Do CSX Trains Really Move 1 Ton of Cargo 400 Miles on 1 Gallon of Fuel?

It may seem odd that CSX – a freight train company based in Florida – has been placing advertisements across television airways in recent weeks. Companies whose main clients are other companies (like freight movers) don’t often engage in television advertising. They avoid the cost because they don’t rely on individual consumers as part of their business model (Memorable exceptions include ads representing Siemens, and Tyco).

Regardless of their motives, CSX’s advertisements make a seemingly improbable claim: that their freight trains move 1 ton of cargo 436 miles on 1 gallon of gas. Is this possibly true?

While these numbers may seem far-fetched, they may be based in fact.

CTLS Director Dr. Nicholas Lownes – a Civil and Environmental Engineer at the University of Connecticut – said in a recent interview that he “always understood that this type of claim is in line with reality.”

He continued to say “[CSX’s] idea is that steel wheels, on steel rail are the most efficient way to transport cargo. This method has the least amount of friction possible. Once a train is rolling, it takes the least amount of effort to keep it moving.”

When you compare the friction of steel-on-steel to the friction of rubber tires on pavement, there is a large difference in the amount of energy dissipated due to friction, Dr. Lownes said.

Because a rubber tire riding on pavement causes a large amount of friction “the engine has to make up for that lost energy. The efficiency comes down to how the physics behind the transportation modes work,” he said.

So, the physics behind CSX’s claims of 436 ton-miles-per-gallon seem to be valid, but Dr. Lownes notes that “this average value masks a lot of variability across the country.”

Though the Association of American Railroads (AAR) – a group which advocates for safety and environmental concerns – announced in 2010 that the average ton of railroad freight in the U.S. moves 480 miles on a single gallon of gas, Dr. Lownes suggests that these kinds of numbers may not reflect the true efficiency of trains across the country.

“Not all trains achieve that kind of efficiency,” he said. “When you have a giant train with 50 cars behind it, and you get it rolling over Nebraska and Kansas where there is no elevation change, and nothing to stop for, it doesn’t take that much additional energy to keep those thousands of tons moving.”

On the other hand, trains traveling across the Appalachian Mountain Range will probably have worse efficiency.

It is important to remember that these numbers are averages, and the efficiency of trains moving in perfect conditions can skew this number to be misleadingly high.
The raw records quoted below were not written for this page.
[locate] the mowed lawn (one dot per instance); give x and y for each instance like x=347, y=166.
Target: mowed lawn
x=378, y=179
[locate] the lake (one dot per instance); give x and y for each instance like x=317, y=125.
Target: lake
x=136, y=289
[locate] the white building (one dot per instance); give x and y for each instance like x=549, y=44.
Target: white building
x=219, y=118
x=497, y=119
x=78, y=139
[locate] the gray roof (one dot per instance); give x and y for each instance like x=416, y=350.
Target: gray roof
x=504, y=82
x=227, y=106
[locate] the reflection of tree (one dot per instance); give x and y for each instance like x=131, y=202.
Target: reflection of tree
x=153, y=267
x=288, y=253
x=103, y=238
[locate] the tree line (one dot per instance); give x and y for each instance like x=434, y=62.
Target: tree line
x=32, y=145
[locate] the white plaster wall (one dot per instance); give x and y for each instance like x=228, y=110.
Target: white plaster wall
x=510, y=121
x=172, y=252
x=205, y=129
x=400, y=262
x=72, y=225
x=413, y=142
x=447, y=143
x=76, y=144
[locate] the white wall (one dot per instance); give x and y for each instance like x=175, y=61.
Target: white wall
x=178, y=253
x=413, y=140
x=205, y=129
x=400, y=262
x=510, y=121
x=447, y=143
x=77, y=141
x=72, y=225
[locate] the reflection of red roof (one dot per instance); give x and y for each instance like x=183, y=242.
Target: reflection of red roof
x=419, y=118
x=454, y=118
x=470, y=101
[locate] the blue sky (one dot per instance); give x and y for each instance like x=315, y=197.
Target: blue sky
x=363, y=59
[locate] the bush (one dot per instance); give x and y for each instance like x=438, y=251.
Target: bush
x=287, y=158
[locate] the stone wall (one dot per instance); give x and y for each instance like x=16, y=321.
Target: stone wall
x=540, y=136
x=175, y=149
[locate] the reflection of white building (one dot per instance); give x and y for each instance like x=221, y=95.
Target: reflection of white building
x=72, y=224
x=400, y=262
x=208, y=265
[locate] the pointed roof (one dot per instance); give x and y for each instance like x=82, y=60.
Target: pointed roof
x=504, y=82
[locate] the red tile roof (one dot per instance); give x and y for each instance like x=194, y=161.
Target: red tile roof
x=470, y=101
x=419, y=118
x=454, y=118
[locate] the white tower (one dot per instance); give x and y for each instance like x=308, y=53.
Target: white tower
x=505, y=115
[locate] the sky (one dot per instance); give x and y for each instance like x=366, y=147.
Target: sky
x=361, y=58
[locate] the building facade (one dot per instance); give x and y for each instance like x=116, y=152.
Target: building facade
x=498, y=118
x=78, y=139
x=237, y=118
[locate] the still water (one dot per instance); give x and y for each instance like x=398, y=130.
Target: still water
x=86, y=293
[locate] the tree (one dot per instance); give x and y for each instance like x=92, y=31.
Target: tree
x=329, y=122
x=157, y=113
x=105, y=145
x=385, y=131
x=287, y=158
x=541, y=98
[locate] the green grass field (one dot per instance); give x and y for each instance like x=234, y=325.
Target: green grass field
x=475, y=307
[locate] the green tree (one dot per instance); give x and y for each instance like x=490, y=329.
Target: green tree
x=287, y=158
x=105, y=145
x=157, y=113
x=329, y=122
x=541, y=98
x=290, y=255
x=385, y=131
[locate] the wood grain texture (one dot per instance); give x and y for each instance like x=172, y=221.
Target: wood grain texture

This is an issue common to the use of averages, as is explained here.

The AAR acknowledges the ‘averages problem’ in its report: “480 [ton-miles per gallon] was the average last year for all rail traffic across all Class I railroads – that means for some trains and some rail traffic, the corresponding figure will be much higher, while for others it will be lower.”

The questionable validity of the specific statistic of 436 miles on 1 gallon of fuel does not detract from CSX’s overarching point: that trains are more efficient ways of transporting freight than traditional truck-and-trailers.  But, whether CSX and other freight companies truly transport 1 ton of cargo over 400 miles on a single gallon of fuel is a relatively hard fact to verify.